Porsche has mastered the art of creating exciting, road-hugging sports cars, and nothing drives quite like flat engined Porsche. With most of their product lineup being performance cars, the boxer engine is widely used on most of Porsche’s vehicles. But why a flat engine instead of an inline or V configuration? 

History of the Porsche flat engine 

Porsche has been using boxer engines in their cars since the 1940s when the first one was bolstered to the Porsche 356. Since then, the boxer/flat engine has become the go-to configuration for the German brand. Popular models like the Porsche 911 and the 718 have made use of this type of engine for years, and it lives on even today in the various Porsche models with its distinctive drumming sound. 

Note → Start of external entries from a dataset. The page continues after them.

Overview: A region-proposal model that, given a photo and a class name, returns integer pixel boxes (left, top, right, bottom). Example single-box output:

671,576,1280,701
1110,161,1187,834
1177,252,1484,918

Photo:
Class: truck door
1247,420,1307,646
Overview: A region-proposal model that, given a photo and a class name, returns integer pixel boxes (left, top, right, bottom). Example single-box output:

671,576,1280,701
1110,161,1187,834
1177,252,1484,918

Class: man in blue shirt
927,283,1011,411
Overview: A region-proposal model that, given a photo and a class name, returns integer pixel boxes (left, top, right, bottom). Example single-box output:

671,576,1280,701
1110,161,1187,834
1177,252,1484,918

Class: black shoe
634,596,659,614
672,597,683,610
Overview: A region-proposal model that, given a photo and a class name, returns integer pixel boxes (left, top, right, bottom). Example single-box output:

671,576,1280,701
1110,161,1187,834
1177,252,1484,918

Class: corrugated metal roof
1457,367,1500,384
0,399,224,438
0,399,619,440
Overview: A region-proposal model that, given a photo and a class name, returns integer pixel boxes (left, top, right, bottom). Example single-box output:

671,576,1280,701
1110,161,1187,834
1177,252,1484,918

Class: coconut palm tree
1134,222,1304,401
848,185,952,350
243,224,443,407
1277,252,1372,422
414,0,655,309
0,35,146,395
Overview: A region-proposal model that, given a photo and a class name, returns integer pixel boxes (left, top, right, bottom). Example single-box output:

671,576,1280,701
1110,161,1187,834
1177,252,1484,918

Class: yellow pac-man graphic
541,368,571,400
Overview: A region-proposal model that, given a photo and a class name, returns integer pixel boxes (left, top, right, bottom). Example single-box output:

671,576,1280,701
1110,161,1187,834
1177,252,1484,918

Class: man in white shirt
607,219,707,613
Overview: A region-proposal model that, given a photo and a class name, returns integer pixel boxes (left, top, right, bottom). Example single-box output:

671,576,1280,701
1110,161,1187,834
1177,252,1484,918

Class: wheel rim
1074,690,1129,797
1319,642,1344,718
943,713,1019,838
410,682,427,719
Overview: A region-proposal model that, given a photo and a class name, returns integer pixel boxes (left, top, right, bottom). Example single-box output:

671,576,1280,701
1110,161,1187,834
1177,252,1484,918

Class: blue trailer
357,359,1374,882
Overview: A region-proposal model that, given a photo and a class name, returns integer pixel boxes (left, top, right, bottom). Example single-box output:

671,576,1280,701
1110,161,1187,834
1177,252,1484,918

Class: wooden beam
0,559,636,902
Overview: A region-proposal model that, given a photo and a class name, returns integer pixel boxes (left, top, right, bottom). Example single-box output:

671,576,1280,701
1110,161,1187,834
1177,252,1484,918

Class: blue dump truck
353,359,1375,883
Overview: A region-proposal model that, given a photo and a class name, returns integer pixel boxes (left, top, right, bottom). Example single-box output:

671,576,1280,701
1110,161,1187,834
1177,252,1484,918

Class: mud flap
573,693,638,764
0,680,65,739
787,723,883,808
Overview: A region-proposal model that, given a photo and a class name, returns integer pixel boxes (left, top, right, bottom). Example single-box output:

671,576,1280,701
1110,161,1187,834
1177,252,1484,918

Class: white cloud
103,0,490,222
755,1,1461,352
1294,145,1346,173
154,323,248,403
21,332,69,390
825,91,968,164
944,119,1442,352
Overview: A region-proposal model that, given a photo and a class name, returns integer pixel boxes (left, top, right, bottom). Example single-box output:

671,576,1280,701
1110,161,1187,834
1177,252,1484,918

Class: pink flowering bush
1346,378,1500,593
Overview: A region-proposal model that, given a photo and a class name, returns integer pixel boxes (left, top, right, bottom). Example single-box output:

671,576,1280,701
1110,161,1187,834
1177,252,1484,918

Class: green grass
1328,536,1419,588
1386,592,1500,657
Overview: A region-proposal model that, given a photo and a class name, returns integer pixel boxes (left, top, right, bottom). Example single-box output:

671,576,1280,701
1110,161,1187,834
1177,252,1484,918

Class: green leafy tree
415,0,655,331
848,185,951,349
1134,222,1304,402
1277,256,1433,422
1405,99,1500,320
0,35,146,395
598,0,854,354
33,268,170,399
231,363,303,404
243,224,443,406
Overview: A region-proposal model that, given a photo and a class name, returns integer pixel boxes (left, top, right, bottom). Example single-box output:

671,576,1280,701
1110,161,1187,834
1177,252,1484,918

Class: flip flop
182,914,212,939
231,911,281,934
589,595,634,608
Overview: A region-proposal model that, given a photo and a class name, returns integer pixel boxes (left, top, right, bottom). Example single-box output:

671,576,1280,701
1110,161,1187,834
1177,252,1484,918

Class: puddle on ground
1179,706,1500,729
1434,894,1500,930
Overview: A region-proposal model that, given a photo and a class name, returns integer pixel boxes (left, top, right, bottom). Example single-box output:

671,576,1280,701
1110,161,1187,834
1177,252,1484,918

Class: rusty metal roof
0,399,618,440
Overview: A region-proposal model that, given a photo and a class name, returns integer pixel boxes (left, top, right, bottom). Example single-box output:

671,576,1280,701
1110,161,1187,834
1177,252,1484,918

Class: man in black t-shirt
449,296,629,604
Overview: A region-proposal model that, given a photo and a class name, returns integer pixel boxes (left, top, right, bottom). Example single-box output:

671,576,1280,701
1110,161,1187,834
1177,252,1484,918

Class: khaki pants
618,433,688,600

How does a boxer engine work? 

Unlike your conventional V engine, which has a cylinder layout in the shape of a V, or inline engines where the cylinders are arranged in a straight line, the flat engine works a little differently. As the name suggests, the cylinder arrangement in these engines means that the pistons and cylinders lie flat opposing each other. When the engine is running, they create a movement of arms boxing each other, hence the name. 

Why does Porsche use flat engines? 

In the realm that Porsche operates in, handling, agility and performance are key ingredients if you want to be successful. The German brand has built a solid reputation for itself based on these three pillars, and one of the secrets to this success can be attributed to this go-to engine configuration that’s been utilised over the years. Porsche has used the boxer engine in various scales, from four-cylinder variants up to flat 8 cylinder engines found in some of their racing cars. Their most popular engine of choice is the flat 6 – but why does Porsche love these engines so much? Well, it’s simple really, the boxer engine aids in the car’s performance in more ways than one. Because of its flat layout, it has a low centre of gravity and thus translates to better stability and improved cornering in the cars. If you’ve ever had the privilege of driving a Porsche, you’ll probably agree with this last point. Further to that, the boxer engine is also said to run a lot smoother because of its flat layout.  

For these reasons, Porsche continues to use this tried and tested engine configuration in their sports cars and we’re not complaining. Long live the boxer engine!